ReMap 2022: Atlas of Regulatory Regions
This track hub represents the ReMap Atlas of regulatory regions which consists in a large scale integrative analysis of all Public ChIP-seq data for transcriptional regulators from GEO, ArrayExpress and ENCODE.
Below a schematic diagram of the types of regulatory regions:
- ReMap 2022 Atlas (all peaks for each analyzed datasets)
- ReMap 2022 Non redundant peaks (merged similar target)
- ReMap 2022 Cis Regulatory Modules
Description of ReMap 2022 for Homo sapiens
This 4th release of ReMap (2022) present the analysis of a total of 8,103 quality controlled ChIP-seq (n=7,895) and ChIP-exo (n=208) datasets from public sources (GEO, ArrayExpress, ENCODE). Those ChIP-seq/exo datasets have been mapped to the GRCh38/hg38 human assembly. Here we define a "dataset" as a ChIP-seq experiment in a given series (e.g. GSE46237), for a given TF (e.g. NR2C2), in a particular biological condition (i.e. cell line, tissue type, disease state or experimental conditions ; e.g. HELA). Datasets were labeled by concatenating these three pieces of information such as GSE46237.NR2C2.HELA.

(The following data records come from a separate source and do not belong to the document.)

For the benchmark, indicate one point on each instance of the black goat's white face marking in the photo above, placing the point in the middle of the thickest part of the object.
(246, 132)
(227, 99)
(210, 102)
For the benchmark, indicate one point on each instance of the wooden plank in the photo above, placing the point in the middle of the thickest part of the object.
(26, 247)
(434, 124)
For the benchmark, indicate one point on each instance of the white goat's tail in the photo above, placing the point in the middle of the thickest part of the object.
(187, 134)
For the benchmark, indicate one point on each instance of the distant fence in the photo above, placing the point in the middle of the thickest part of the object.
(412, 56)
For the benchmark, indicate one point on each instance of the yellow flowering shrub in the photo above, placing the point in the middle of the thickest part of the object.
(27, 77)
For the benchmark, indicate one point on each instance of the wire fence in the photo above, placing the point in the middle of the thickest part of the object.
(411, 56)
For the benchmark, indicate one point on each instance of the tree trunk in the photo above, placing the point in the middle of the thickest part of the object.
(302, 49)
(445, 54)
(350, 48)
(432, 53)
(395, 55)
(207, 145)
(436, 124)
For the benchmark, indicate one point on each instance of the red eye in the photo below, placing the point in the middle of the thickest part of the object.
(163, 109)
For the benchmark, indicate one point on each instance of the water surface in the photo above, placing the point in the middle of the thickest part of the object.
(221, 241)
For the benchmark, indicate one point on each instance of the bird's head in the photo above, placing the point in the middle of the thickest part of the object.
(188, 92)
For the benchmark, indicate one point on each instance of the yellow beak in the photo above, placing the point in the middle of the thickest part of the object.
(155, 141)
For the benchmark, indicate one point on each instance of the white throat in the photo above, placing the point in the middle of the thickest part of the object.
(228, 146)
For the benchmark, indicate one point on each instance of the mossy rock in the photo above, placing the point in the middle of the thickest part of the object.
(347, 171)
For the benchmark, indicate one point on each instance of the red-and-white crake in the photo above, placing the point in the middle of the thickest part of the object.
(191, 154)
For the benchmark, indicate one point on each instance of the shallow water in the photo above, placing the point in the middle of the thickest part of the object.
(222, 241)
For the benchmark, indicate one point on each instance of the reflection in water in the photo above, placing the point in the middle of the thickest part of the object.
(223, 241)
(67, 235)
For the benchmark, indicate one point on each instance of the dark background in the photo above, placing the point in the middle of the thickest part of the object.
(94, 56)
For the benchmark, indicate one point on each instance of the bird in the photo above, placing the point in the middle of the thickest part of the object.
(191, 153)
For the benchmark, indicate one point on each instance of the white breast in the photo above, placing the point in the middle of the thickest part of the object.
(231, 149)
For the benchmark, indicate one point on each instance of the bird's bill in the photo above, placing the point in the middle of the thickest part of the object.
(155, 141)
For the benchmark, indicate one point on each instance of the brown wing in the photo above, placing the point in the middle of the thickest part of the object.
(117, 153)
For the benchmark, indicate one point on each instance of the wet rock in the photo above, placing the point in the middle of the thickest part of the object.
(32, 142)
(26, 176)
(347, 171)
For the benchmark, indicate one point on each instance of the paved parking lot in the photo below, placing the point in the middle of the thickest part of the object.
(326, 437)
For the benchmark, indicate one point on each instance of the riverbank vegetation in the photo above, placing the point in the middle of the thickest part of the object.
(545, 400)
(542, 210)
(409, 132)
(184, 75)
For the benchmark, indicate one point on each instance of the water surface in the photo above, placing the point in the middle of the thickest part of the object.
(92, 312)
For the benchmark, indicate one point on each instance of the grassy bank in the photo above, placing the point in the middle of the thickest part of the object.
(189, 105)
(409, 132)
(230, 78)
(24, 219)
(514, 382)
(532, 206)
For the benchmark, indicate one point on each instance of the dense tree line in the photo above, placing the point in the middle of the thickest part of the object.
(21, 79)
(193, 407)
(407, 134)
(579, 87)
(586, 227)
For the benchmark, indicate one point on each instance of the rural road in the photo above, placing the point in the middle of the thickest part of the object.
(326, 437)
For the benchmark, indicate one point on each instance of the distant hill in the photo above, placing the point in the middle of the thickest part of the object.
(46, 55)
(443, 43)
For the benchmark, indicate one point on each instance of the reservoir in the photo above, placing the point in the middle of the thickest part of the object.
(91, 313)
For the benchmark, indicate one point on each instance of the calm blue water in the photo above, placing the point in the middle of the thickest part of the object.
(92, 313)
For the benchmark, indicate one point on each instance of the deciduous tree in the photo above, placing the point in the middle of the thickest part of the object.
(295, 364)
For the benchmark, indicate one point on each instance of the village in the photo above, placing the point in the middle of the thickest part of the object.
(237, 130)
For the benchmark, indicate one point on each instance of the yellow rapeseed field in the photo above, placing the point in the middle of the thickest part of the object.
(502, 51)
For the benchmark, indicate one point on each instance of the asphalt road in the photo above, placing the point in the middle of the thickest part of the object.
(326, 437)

Those merged analyses covers a total of 1,211 DNA-binding protein (transcriptional regulators) such as a variety of transcription factors (TFs), transcription co-activators (TCFs) and chromatin-remodeling factors (CRFs) for 182 million peaks.
Individual BED files for specific TFs, or Cells/Biotypes or Datasets can be found and downloaded on the ReMap website http://remap.univ-amu.fr/ or at http://remap2022.univ-amu.fr/.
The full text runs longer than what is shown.